Título: ''Cuidar da nossa infância exige dinheiro''
Autor: Lorenna Rodrigues
Fonte: Jornal do Brasil, 11/07/2005, Brasília, p. D3

A promotora-chefe da Promotoria da Infância e Juventude, Selma Sauerbronn presenciou dois terço de vigência do Estatuto da Criança e do Adolescente (ECA), que completa 15 anos na próxima quarta-feira. Ela não comemora. ¿Não adianta falar que a prostituição é um absurdo, que criança trabalhar é terrível, mas não fazer nada. Cuidar da nossa infância exige dinheiro. É preciso priorizar medidas em prol de crianças e adolescentes no orçamento público¿. Nesta entrevista ao JB, a promotora faz um balanço da questão da infância e da juventude no DF. Fala do que mudou desde a criação do ECA, aponta os principais problemas e de iniciativas que deram certo no cuidado de crianças e adolescentes.

- O que mudou nesses 15 anos de ECA?

- Ao longo desse período a sociedade passou a ter mais consciência em relação às questões da infância e da juventude, questões como a prostituição infantil, os maus tratos, trabalho infantil. Hoje, há o reconhecimento de que se não houver o investimento na educação de nossas crianças. Houve esse avanço mas em termos de efetivação da lei caminhamos muito pouco. Estamos ainda no campo do projeto, discutindo sobre o ECA, mas falta priorizar criança e adolescente no orçamento público. Não adianta a sociedade se sensibilizar, dizer que é um absurdo o turismo sexual, o trabalho infantil, se não houver a priorização dessa questão dentro do orçamento. Para trabalhar qualquer projeto na área da infância é necessário dinheiro. E não se percebe nem aqui no Distrito Federal nem tampouco no governo federal uma prioridade absoluta dessa questão. A fase de se discutir estatuto já passou, é mais do que hora de se colocar a lei em prática, na sua plenitude.

- Quais são os pontos mais críticos em relação ao cumprimento do ECA no DF?

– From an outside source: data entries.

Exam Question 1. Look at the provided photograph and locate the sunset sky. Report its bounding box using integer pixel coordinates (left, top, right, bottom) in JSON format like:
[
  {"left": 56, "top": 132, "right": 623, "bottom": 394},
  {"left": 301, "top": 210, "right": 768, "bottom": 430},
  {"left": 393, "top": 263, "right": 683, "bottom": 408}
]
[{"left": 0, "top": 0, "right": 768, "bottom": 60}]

- A rede de atendimento do DF em relação à infância precisa ser aprimorada. Talvez um dos problemas mais sérios que nós temos aqui seja a falta de conversa entre os dirigentes das secretarias. O estatuto apontou para a gente um atendimento multidiciplinar, que engloba educação, saúde, profissionalização, lazer, independente da situação dele. Esteja o adolescente em situação de risco ou não. No caso do adolescente em conflito com a lei, por exemplo, toda a responsabilidade está sendo entregue à Secretaria de Ação Social, e isso não é problema só dessa secretaria. É necessário que as outras políticas também assumam essa responsabilidade. A questão da primeira infância, por exemplo, é extremamente crítica no DF. O investimento é pequeno. Uma mãe hoje que precisa trabalhar e tem filhos pequenos deixa essas crianças jogadas porque não existe atendimento para elas. Outro ponto negativo é a escolarização, principalmente no ensino fundamental. Para se ter uma idéia da precariedade, existe uma escola em São Sebastião funcionando em um galpão. Quando nos deparamos com adolescentes em conflito com a lei, geralmente eles estão em situação de evasão escolar há muito tempo até por ter tido um modelo de escola que não foi atrativo.

- Existe algum projeto que se destaca no DF rumo ao cumprimento do ECA?

- Um grande avanço no DF é a unidade Cesame (Centro Sócio Amigoriano), de internação provisória, na qual se pratica a pedagogia da presença. As instalações não são adequadas, mas a pedagogia trabalhada busca atender o adolescente em todas as vertentes previstas pelo estatuto, na saúde, religião, escola, lazer. É um modelo a ser seguido pelos novos centros de internação que serão criados, até porque a proposta é trabalhar com grupos menores de adolescentes, como prevê o estatuto.